Management of Hypophosphatasemia (Low Alkaline Phosphatase)
Low alkaline phosphatase (ALP) levels should be thoroughly investigated for hypophosphatasia (HPP), a rare inherited disorder that requires specific management and avoidance of antiresorptive therapies. 1, 2
Diagnostic Approach
Initial Evaluation
- Confirm persistently low ALP levels with repeat testing
- Measure bone-specific ALP (particularly important as total ALP can occasionally be normal in HPP) 3
- Test for elevated ALP substrates:
- Pyridoxal-5'-phosphate (PLP) (elevated levels have a significant negative correlation with ALP) 4
- Pyrophosphate
- Phosphoethanolamine
Clinical Assessment
- Evaluate for symptoms and signs of HPP:
- Musculoskeletal: bone pain, joint pain, fractures (particularly stress fractures)
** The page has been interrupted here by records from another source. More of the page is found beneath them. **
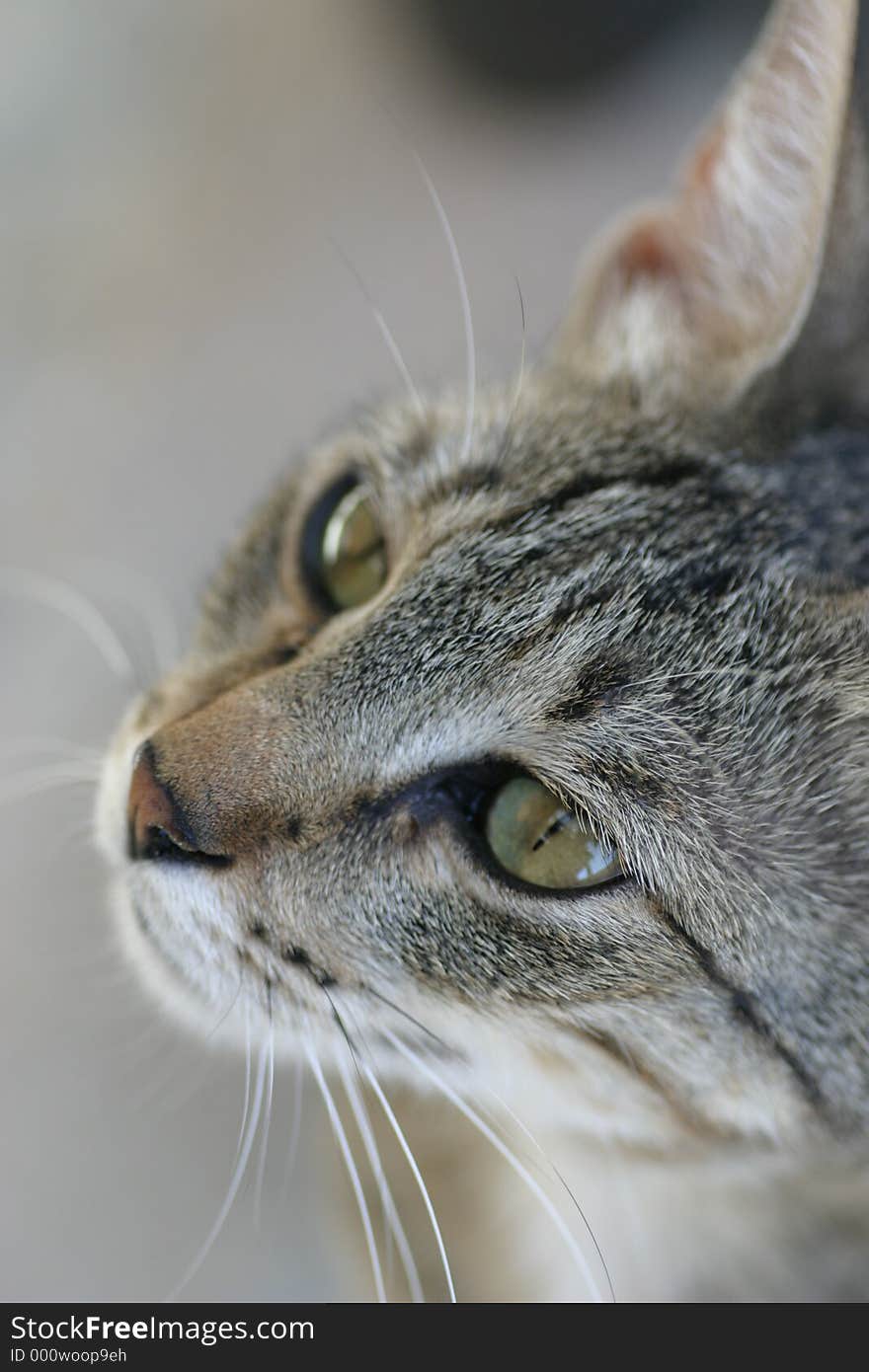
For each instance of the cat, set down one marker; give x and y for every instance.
(519, 764)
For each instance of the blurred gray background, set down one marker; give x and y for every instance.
(176, 324)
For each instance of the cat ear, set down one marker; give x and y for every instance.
(695, 298)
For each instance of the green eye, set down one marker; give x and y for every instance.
(537, 840)
(352, 552)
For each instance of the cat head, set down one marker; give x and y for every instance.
(531, 728)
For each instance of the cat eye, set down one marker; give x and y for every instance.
(347, 551)
(534, 837)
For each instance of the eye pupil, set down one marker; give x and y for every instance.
(352, 551)
(534, 837)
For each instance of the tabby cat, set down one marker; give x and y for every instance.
(519, 766)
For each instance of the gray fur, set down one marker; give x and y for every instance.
(662, 614)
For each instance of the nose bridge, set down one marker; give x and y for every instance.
(228, 767)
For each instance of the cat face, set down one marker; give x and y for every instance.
(608, 587)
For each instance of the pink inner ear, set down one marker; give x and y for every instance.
(703, 162)
(648, 252)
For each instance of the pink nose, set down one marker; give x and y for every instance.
(157, 827)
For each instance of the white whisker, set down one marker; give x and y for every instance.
(46, 742)
(341, 1138)
(154, 609)
(465, 308)
(264, 1144)
(416, 1174)
(390, 1210)
(389, 338)
(247, 1083)
(77, 608)
(48, 778)
(506, 1153)
(295, 1132)
(240, 1167)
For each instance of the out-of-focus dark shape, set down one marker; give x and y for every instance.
(552, 45)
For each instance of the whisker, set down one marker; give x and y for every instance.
(465, 306)
(341, 1138)
(369, 1143)
(264, 1144)
(423, 1189)
(520, 377)
(74, 607)
(506, 1153)
(418, 1024)
(295, 1132)
(154, 608)
(240, 1167)
(48, 778)
(46, 742)
(389, 338)
(560, 1179)
(247, 1066)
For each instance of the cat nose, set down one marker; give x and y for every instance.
(155, 823)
- Dental: history of premature tooth loss, dental abscesses
- Neurological: headaches (potential craniosynostosis)
- Systemic: fatigue, weakness
Genetic Testing
- Consider ALPL gene testing to confirm diagnosis in suspected cases 2
- Family screening is recommended for first-degree relatives of patients with confirmed HPP 1
Management Recommendations
Monitoring
- Monitor blood levels of ALP, calcium, phosphate, creatinine, PTH, and 25(OH) vitamin D every 6 months 1
- Calculate urinary calcium:creatinine ratio to assess for hypercalciuria 1
- Kidney ultrasonography every 2 years (annually if nephrocalcinosis is present) 1
- Dental evaluation twice yearly to prevent and treat dental infections 1
Treatment Options
For Children with Confirmed HPP
- Consider burosumab treatment for children ≥1 year with:
- Radiographic evidence of bone disease
- Disease refractory to conventional therapy
- Complications from conventional therapy
- Inability to adhere to conventional therapy 1
- Starting dose: 0.4 mg/kg body weight subcutaneously every 2 weeks
- Maximum dose: 2.0 mg/kg (not exceeding 90 mg)
- Titrate to maintain fasting serum phosphate levels within lower end of normal range 1
For Adults with HPP
- Conventional therapy with phosphate supplements and active vitamin D
- Phosphate supplementation: 750-1,600 mg daily (elemental phosphorus) in 2-4 divided doses 1, 5
- Active vitamin D (calcitriol or alfacalcidol) to improve intestinal calcium absorption
- Maintain normal calcium intake (minimum 1g daily) 1
Special Considerations
- Avoid antiresorptive therapy (bisphosphonates) in patients with HPP as it may worsen the condition 6, 7
- Monitor for secondary hyperparathyroidism (adjust vitamin D dose upward and/or phosphate dose downward if PTH elevated) 1, 5
- Consider cinacalcet for persistent hyperparathyroidism unresponsive to conventional management 1
- For pregnant women with HPP:
- Monitor 25(OH) vitamin D levels
- May require higher phosphate supplementation (up to 2,000 mg daily)
- Continue treatment during pregnancy with close biochemical monitoring 1
Potential Complications to Monitor
- Nephrocalcinosis (especially with phosphate supplementation)
- Secondary hyperparathyroidism
- Hypercalciuria
- Bone deformities requiring orthopedic intervention
Prevalence and Clinical Significance
- HPP is found in approximately 3% of patients with low ALP attending osteoporosis clinics 6
- Misdiagnosis as osteoporosis is common and can lead to inappropriate treatment with antiresorptives 6, 7
Regular monitoring and appropriate management can significantly improve outcomes in patients with hypophosphatasemia, particularly when the underlying cause is identified and treated appropriately.